Только теперь я вижу кровь на рубашке Зайки. Мы оба в замешательстве осматриваем себя. На правой ладони глубокая царапина. Поранил, видимо, о терновый венец. Зайка пятится, с виноватым (как мне кажется) видом садится в кресло. Я подхожу к стеллажу, беру аптечку и обрабатываю руку. Кажется, вид крови отрезвляет Зайку. Он похож на нашкодившего ребёнка. То-то же. Дверь сейчас ближе ко мне, и я решаю рискнуть затронуть снова болезненную тему:
— Про детство важно говорить, потому что как с Вами обращались в детстве, так Вы пытаетесь поступить теперь со мной.
— Помолчите, док, я думаю. Вы сказали, что я не могу сделать с Вами всё, что хочется. Но я могу. Не хочу, но могу.

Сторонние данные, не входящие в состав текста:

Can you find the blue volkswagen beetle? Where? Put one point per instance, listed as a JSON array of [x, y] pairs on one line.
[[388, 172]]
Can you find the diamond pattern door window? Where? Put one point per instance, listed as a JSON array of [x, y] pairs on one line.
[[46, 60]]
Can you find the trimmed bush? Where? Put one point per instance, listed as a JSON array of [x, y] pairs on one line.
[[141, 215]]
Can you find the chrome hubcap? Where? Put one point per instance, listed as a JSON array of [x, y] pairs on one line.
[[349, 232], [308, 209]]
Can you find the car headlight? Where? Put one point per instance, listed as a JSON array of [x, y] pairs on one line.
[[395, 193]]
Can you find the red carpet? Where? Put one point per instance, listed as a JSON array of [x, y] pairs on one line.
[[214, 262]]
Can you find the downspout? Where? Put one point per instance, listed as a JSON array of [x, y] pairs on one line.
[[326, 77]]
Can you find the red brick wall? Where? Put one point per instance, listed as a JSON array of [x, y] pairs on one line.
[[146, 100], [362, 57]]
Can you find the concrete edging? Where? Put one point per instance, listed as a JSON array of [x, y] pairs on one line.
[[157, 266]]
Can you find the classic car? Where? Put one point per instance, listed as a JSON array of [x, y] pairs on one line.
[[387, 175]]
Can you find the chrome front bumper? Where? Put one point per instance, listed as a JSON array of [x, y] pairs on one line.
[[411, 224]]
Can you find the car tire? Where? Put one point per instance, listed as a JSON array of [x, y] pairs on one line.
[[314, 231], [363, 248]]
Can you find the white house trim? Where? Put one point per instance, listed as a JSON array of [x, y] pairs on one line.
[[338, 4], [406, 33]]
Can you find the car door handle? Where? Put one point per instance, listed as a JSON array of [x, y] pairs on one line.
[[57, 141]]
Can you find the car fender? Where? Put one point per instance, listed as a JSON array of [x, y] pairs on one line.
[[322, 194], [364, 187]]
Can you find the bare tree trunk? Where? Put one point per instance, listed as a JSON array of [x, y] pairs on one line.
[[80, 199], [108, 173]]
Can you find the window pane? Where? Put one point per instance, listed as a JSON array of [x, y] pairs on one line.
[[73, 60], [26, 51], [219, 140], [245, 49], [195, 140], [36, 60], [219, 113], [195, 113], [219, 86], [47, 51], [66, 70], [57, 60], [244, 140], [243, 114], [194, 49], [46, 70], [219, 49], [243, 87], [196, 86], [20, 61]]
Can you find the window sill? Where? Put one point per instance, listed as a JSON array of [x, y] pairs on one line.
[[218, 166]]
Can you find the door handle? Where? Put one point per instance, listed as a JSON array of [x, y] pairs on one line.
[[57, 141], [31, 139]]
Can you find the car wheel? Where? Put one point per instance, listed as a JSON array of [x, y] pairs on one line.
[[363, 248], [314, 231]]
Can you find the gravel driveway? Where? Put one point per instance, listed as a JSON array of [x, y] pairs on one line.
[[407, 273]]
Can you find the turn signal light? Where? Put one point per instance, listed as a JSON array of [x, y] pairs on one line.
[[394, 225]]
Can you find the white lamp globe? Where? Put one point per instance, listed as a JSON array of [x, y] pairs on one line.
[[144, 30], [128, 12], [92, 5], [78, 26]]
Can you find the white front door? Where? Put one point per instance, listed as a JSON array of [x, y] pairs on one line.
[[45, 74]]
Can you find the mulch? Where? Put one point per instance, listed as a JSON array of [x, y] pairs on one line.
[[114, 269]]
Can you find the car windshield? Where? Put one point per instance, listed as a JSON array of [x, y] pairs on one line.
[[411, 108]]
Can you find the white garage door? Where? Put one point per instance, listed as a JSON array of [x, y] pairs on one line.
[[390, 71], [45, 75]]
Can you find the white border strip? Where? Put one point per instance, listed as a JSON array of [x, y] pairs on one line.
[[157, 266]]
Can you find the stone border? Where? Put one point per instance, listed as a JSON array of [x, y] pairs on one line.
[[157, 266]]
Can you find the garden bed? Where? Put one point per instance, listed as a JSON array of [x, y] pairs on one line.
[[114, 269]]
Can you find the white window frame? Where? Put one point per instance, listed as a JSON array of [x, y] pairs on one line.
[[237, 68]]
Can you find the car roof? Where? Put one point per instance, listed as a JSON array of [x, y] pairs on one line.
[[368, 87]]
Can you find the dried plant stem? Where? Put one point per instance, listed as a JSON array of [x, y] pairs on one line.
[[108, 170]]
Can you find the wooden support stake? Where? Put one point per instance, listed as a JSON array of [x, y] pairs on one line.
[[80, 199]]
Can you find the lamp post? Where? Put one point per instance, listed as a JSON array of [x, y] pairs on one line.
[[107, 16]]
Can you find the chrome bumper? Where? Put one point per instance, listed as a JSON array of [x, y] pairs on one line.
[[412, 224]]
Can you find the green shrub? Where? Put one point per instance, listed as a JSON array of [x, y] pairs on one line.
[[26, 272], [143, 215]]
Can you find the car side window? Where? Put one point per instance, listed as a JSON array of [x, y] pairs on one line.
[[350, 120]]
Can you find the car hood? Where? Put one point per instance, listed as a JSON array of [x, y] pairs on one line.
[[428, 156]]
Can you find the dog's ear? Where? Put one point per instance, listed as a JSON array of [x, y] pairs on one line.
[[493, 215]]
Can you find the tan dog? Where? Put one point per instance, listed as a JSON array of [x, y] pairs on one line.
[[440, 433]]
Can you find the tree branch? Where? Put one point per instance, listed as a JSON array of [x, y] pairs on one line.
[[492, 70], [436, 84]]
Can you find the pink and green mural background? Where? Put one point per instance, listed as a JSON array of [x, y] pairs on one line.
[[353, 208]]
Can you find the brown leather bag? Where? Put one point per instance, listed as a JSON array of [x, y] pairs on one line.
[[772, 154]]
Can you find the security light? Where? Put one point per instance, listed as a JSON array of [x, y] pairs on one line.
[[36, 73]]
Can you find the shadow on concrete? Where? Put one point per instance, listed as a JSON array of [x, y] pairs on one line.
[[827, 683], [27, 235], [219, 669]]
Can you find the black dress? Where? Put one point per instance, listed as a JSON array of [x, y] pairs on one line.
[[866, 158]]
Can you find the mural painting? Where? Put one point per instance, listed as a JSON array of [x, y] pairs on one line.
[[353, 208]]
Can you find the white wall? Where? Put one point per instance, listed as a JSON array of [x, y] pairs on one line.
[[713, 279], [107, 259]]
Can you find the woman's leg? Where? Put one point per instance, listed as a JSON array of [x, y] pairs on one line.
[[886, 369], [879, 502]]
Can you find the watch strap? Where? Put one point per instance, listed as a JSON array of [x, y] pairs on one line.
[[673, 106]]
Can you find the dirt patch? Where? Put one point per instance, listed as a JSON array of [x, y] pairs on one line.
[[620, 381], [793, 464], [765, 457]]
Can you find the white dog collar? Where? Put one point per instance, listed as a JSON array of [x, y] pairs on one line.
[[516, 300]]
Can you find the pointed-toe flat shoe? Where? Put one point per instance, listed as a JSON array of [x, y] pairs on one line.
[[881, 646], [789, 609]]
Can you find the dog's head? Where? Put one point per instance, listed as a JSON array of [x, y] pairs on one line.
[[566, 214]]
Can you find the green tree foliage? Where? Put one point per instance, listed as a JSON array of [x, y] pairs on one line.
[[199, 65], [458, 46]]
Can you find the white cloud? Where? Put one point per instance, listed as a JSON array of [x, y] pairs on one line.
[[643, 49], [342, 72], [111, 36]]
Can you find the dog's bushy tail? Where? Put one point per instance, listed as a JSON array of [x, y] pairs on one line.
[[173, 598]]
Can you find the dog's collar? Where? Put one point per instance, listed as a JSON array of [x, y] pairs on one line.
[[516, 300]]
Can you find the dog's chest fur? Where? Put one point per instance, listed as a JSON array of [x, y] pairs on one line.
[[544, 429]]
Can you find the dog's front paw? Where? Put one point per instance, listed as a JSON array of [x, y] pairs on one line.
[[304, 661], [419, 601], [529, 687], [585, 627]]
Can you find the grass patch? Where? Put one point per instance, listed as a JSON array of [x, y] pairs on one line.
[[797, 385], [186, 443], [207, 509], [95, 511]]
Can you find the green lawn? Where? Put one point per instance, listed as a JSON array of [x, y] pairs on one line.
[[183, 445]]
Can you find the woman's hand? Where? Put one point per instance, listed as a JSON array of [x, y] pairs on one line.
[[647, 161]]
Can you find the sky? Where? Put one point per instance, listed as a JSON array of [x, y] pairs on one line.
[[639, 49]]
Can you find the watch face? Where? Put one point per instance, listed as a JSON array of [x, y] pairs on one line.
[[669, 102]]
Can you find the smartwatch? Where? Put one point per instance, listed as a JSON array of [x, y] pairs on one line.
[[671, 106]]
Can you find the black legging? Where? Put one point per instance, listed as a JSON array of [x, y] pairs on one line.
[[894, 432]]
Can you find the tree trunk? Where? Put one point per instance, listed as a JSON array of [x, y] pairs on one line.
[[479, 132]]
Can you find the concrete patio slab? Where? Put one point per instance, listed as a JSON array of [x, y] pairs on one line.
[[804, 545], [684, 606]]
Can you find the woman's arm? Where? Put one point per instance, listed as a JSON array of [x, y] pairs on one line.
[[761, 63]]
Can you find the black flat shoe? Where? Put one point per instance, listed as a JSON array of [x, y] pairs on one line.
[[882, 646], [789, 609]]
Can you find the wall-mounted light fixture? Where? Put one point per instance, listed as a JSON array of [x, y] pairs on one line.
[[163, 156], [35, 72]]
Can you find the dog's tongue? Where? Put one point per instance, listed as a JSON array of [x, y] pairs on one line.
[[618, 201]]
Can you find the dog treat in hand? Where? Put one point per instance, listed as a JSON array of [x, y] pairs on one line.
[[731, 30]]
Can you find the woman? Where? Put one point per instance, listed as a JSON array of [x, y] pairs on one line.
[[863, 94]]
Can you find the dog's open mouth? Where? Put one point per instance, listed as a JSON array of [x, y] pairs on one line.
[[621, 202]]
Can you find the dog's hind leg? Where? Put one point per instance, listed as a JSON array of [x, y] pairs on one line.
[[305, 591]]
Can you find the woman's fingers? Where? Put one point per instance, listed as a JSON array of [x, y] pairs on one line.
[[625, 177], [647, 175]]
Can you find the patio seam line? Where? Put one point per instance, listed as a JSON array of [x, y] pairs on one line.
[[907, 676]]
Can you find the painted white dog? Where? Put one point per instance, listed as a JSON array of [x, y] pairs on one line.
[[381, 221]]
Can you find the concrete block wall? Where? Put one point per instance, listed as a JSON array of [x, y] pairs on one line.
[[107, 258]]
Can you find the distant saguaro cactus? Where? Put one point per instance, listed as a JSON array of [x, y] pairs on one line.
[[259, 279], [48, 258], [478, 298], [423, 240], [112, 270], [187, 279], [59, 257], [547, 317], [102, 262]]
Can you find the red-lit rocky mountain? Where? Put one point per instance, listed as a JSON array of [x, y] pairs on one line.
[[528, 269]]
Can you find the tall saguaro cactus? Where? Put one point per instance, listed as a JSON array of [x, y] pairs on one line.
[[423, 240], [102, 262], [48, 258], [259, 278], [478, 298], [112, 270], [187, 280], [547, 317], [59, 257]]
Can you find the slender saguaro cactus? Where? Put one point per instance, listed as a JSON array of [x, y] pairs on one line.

Я молча сажусь снова в кресло. На конфронтацию сил больше нет. Мы оба одновременно смотрим на перевёрнутый журнальный столик. Секунду помедлив, Зайка глубоко вздыхает и возвращает упавшую мебель на место. Затем демонстративно аккуратно раскладывает упавшие предметы и говорит:
— Обидно только, что в отношениях с вами я чувствую себя психопатом. Но пока не припрешь Вас к стенке, не объясните же нормально. Не обижайтесь, что я с Вами так, док. Всё для фронта, всё для победы.
— И что Вы чувствуете после того, как проделали это со мной?
— Чувствую, что Вы меня презираете.
— Это не так. Вероятно, Вы сами презираете себя, но легче думать, что это делаю я.
— Ой, ладно, признавайтесь, док, всем станет легче. Понятно же, что с таким пропащим как я сложно. Только не смотрите своим излюбленным взглядом, будто я бедняжка, а Вы благородный спасатель. Благодарностей не ждите, попили моей крови достаточно за этот год.
Короткий взгляд на часы приносит мне чувство облегчения.
— Боюсь, Зайка, странно употреблять это слово, конечно, но наше время подошло к концу.
Зайка сверяется с часами и разводит с улыбкой руки:
— Ни минутой больше, как всегда, док. Вы о своих границах всегда хорошо заботитесь. А я, кажется, понял, что ненавижу ограничения. Искусственно это всё. Терапия туда же. Одна боль и вред. Больше я ограничивать себя этими искусственными отношениями не хочу.
Зайка обводит глазами кабинет, встаёт со своего места и направляется к выходу. Я спешу встать следом. Забинтованной рукой поднимаю венец, беру пакет с мёртвой птицей и протягиваю Зайке:
— Простите, что не смог быть Вам полезен. Не забудьте свои вещи.
Зайка прячет голову в сумке, замирает на пару мгновений, затем медленно, словно передавая часть себя, протягивает венец обратно мне:
— Оставьте себе как подарок от меня, я своё отстрадал. Загрыз я себя с Вами, хватит. Пожалуй, и с Ленкой съедусь сегодня. Вот, кажись, док, я сам себя исцелил, прямо сейчас.
Зайка исчезает за дверью, и я завороженный остаюсь стоять и слушать его исчезающий голос:
— Я с малых лет не умею стоять — в строю.
Меня слепит Солнце, когда я смотрю — на флаг.
И мне надоело — протягивать вам свою
Открытую руку, чтоб снова пожать — кулак…
— Какая же он сволочь. Идиот и садист, — говорю я громко закрытой двери и тут же прислушаюсь, не слишком ли рано я расслабился.
Шаги совсем стихают, и я смотрю на свою одинокую тень на белой стене. Конечно, не могу удержаться и надеваю венец. Тень от шипов угрожающе заполняет почти всю стену. Как же страшно признавать, что сделать такому человеку хорошо можно только через собственную боль. Но я не стану помогать тебе. Я дам тебе отпор. Я закрываю глаза и представляю, как кулак моего отца, направленный мне в голову, протыкают шипы. Жёлтые шарики рассыпаются по всему полу кабинета, и я, наконец, иду домой.